Purpose: Breast MRI affords high sensitivity with intermediate specificity for cancer detection. Delayed phase kinetics from dynamic contrast enhanced (DCE)-MRI increases specificity but requires longer scan times. Ultrafast imaging assesses early contrast inflow with potential to supplement or replace conventional kinetics. We sought to determine whether ultrafast imaging can increase specificity of a clinical breast MRI protocol.
Materials and Methods: After IRB approval, we identified all breast MRIs from 3/2019-8/2020 with a single BI-RADS 3, 4, or 5 lesion, excluding patients with known breast cancer. This resulted in 101 breast MRIs with both conventional DCE (post-contrast acquisitions: 2, 5, and 8min) and ultrafast imaging (post-contrast acquisitions: 8, 16, 24, 32, and 40s) where lesions met reference standard (biopsy, follow-up imaging downgraded BI-RADS, or no breast cancer >2 years follow-up). MRIs were performed at 3T; ultrafast imaging was acquired during an idle delay time in the protocol shortly after contrast injection, but prior to conventional DCE. A radiologist, blinded to outcomes, retrospectively determined time to lesion enhancement (TTE) on ultrafast-MRI and noted aortic enhancement timing. Differences in TTE were compared between benign and malignant lesions using Wilcox rank sum test (p < 0.05 considered significant).

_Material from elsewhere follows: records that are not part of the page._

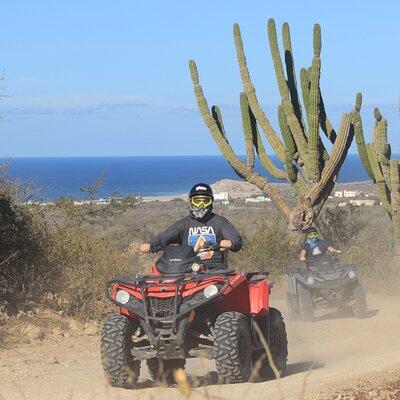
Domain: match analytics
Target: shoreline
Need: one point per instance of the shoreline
(234, 188)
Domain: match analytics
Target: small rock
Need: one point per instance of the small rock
(91, 329)
(33, 332)
(74, 325)
(53, 360)
(56, 331)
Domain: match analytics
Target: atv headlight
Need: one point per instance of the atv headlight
(122, 296)
(210, 291)
(352, 274)
(310, 280)
(195, 267)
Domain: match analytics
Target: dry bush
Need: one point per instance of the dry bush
(24, 249)
(267, 247)
(85, 263)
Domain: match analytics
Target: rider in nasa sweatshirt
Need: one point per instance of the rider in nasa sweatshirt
(201, 229)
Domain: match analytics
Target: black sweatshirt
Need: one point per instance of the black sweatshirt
(193, 232)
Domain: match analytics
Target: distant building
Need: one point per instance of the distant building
(258, 199)
(224, 196)
(368, 203)
(351, 193)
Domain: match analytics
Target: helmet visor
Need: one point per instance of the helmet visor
(201, 201)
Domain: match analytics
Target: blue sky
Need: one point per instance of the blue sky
(111, 78)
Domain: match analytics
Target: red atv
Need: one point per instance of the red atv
(182, 310)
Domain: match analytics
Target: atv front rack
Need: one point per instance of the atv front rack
(142, 282)
(165, 332)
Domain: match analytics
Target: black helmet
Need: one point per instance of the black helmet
(311, 229)
(201, 189)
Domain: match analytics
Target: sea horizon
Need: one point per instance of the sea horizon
(55, 177)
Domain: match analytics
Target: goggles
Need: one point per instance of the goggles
(201, 201)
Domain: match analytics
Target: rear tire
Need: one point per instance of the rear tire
(306, 304)
(278, 346)
(121, 368)
(163, 370)
(360, 302)
(293, 307)
(232, 343)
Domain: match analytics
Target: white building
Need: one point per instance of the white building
(368, 203)
(224, 196)
(258, 199)
(351, 193)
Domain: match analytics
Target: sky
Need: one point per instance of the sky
(101, 78)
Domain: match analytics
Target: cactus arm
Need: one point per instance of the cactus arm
(293, 122)
(291, 72)
(382, 146)
(249, 129)
(290, 146)
(240, 168)
(216, 113)
(361, 146)
(252, 97)
(332, 166)
(326, 125)
(254, 140)
(381, 187)
(292, 170)
(395, 196)
(313, 129)
(305, 90)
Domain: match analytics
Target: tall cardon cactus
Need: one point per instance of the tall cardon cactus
(383, 170)
(308, 165)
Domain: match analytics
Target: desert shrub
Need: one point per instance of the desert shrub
(267, 247)
(24, 244)
(85, 263)
(342, 225)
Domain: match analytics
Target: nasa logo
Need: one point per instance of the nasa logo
(201, 230)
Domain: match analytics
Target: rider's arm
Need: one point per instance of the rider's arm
(171, 235)
(229, 232)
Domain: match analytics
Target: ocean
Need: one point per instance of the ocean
(144, 176)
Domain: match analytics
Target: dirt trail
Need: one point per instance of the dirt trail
(341, 348)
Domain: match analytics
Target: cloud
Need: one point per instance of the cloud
(83, 104)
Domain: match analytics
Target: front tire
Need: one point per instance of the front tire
(163, 370)
(360, 302)
(232, 344)
(278, 346)
(306, 304)
(121, 368)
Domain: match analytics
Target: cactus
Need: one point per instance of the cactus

Results: Of 101 total lesions, 19 were malignant (3 DCIS lesions, 15 invasive breast cancers, and one breast lymphoma) and 82 were benign (51 biopsy-proven and 31 downgraded or no cancer on imaging follow-up). Median age was 46 (range: 26-77) years. The aorta enhanced at 16s for all patients. Mean TTE for benign lesions was higher than mean TTE for malignant lesions (37.8s vs. 29.1s; p<0.01). All lesions demonstrating no enhancement by 40s were benign, while all but one malignancy demonstrated TTE at ≤32s. Applying a cutoff of visible lesion enhancement >40s to downgrade to BI-RADS 2 would eliminate 16/70 total (16/51 [31%] benign) biopsies and end follow-up of 8/26 (31%) BI-RADS 3 lesions without missing a malignancy. A cutoff of >32s would avoid 26/70 (25/51 [49%] benign) biopsies and end follow-up of 14/26 (54%) BI-RADS 3 lesions, but miss one DCIS (BI-RADS 4) lesion.
Conclusion: Ultrafast imaging can be added to a clinical breast MRI protocol to improve specificity without increasing acquisition time. Future studies are needed to determine optimal thresholds to improve breast MRI accuracy.

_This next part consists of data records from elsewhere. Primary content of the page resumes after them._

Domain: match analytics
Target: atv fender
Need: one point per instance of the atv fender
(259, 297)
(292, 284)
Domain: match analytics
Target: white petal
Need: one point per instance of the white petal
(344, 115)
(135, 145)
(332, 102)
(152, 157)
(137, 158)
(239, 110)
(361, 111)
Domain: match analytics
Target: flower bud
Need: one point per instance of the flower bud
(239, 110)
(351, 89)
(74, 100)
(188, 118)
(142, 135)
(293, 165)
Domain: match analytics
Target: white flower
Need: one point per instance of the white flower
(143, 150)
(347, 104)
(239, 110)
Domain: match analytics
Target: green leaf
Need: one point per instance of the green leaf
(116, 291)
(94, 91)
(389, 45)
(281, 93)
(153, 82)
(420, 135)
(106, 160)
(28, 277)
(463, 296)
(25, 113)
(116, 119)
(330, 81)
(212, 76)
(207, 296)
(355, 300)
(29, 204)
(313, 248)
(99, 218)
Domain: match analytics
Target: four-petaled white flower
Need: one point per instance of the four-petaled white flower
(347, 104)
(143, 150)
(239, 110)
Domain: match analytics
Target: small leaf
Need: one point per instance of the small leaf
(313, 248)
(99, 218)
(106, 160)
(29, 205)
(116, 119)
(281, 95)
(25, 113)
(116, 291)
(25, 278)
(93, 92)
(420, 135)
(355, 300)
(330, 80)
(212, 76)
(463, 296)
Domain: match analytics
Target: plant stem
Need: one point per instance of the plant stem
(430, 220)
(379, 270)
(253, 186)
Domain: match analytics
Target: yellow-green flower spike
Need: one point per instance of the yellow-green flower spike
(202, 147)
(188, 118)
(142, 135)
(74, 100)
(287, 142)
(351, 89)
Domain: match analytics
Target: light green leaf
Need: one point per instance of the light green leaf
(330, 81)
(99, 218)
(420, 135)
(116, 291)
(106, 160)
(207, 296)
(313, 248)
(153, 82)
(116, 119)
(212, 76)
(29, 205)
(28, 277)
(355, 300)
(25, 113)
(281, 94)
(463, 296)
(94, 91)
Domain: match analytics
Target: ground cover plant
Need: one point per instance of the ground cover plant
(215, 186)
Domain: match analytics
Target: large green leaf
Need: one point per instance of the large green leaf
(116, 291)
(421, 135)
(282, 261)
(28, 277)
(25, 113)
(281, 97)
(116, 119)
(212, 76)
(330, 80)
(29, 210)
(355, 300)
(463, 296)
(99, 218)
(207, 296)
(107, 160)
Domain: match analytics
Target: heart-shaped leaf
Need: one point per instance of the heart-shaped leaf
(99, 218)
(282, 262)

Clinical Relevance Statement: Ultrafast imaging can be feasibly added to conventional DCE-MRI, with potential to increase diagnostic accuracy and reduce scan times. Absence of early lesion enhancement on a short ultrafast-MRI series may help exclude malignancy and decrease unnecessary biopsies.
Learning Objectives:
Upon completion, participant will be able to better understand the utility of UltraFast imaging, an abbreviated MRI sequence, in the evaluation of breast lesions to increase specificity of clinical breast MRI protocols.